Des aveux obtenus au terme de traitements inhumains ou dégradants ne doivent jamais être invoqués pour prouver une quelconque culpabilité (CEDH 11 Juillet 2006 Jalloh c. Allemagne)
-‐ Le second principe est celui du respect du principe de loyauté dans la recherche de la preuve.
L’article I dans l’article préliminaire du C.P.P. dispose que « La procédure pénale doit être équitable et contradictoire et préserver l’équilibre des droits des parties… »
Cette exigence du procès équitable a pour corollaire le principe de la loyauté des preuves.
La technique de provocation ou d’infiltration policière a suscité débats.
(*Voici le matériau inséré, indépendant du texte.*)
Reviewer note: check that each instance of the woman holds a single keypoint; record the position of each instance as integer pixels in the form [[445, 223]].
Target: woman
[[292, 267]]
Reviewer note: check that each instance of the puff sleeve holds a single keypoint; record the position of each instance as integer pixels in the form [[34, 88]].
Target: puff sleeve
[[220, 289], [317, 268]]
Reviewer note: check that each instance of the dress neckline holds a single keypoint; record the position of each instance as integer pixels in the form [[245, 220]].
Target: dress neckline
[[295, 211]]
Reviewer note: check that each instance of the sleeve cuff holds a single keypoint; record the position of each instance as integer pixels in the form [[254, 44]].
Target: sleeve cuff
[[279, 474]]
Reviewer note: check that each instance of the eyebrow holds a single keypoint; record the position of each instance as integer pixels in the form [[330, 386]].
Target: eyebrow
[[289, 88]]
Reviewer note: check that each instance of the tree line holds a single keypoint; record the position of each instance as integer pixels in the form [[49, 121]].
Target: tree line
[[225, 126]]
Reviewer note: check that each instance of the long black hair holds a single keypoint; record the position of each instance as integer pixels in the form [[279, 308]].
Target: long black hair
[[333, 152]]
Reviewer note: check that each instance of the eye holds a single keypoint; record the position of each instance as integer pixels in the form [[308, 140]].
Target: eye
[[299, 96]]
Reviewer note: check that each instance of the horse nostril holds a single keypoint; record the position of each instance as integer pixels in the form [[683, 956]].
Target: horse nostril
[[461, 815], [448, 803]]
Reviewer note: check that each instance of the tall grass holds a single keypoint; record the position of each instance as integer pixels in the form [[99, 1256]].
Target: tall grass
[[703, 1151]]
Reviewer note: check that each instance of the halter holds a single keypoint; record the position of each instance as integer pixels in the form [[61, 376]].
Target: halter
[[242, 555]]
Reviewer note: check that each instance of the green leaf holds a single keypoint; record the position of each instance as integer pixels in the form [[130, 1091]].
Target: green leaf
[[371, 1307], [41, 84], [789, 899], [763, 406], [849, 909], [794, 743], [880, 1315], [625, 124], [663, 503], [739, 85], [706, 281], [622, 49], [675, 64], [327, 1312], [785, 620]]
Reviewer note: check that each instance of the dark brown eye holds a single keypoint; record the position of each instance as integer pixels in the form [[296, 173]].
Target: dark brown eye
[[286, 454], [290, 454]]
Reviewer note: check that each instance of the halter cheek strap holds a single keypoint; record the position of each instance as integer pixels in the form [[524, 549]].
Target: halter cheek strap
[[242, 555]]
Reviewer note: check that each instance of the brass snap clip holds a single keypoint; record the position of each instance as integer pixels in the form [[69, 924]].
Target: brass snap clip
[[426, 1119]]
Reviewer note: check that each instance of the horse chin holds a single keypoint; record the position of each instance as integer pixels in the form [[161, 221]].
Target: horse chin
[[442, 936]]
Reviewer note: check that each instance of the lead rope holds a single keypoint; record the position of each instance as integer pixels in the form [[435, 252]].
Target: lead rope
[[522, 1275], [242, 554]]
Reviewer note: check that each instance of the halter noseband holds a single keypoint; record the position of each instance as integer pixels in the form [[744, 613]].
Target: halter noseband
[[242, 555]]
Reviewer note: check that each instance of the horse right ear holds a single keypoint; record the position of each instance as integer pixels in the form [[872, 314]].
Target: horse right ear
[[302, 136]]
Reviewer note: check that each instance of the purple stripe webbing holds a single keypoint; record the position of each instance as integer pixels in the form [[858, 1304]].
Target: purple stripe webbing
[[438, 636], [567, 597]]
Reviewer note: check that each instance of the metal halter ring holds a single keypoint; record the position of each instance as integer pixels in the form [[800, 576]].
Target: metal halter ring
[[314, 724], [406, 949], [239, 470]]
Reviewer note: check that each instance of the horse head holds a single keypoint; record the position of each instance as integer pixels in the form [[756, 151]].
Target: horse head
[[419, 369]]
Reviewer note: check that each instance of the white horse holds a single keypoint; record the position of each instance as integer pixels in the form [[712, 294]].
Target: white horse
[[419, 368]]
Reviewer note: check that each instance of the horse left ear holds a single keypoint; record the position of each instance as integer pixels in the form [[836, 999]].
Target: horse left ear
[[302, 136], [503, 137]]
Il résulte de l’article précité et de la jurisprudence afférente de la Cour de Cassation que :
« Dès lors que qu’il résulte des énonciations des juges que l’interpellation d’une personne, suspectée de trafic d’influence a procédé d’une machination de nature à déterminer ses agissements délictueux et que par ce stratagème, qui a vicié la recherche et l’établissement de la vérité, il a été porté atteinte au principe de loyauté des preuves, la chambre d’accusation est fondée à prononcer la nullité de la procédure subséquente… » ( Crim 27 Février 1996, pourvoi 95-‐81.366 ; Crim 9 Août 2006 pourvoi 06-‐83.219).
A peine de nullité, une provocation ou une infiltration ne peut avoir été déterminante, avoir aboli le discernement et ne peut avoir été une incitation à commettre l’infraction.
L’infiltration dans le domaine de la cybercriminalité a donné lieu à l’application de ce principe de loyauté.
L’article 706-‐47-‐3 du C.P.P. autorise les services de police à procéder à certains actes d’infiltration et à travailler sous des pseudonymes.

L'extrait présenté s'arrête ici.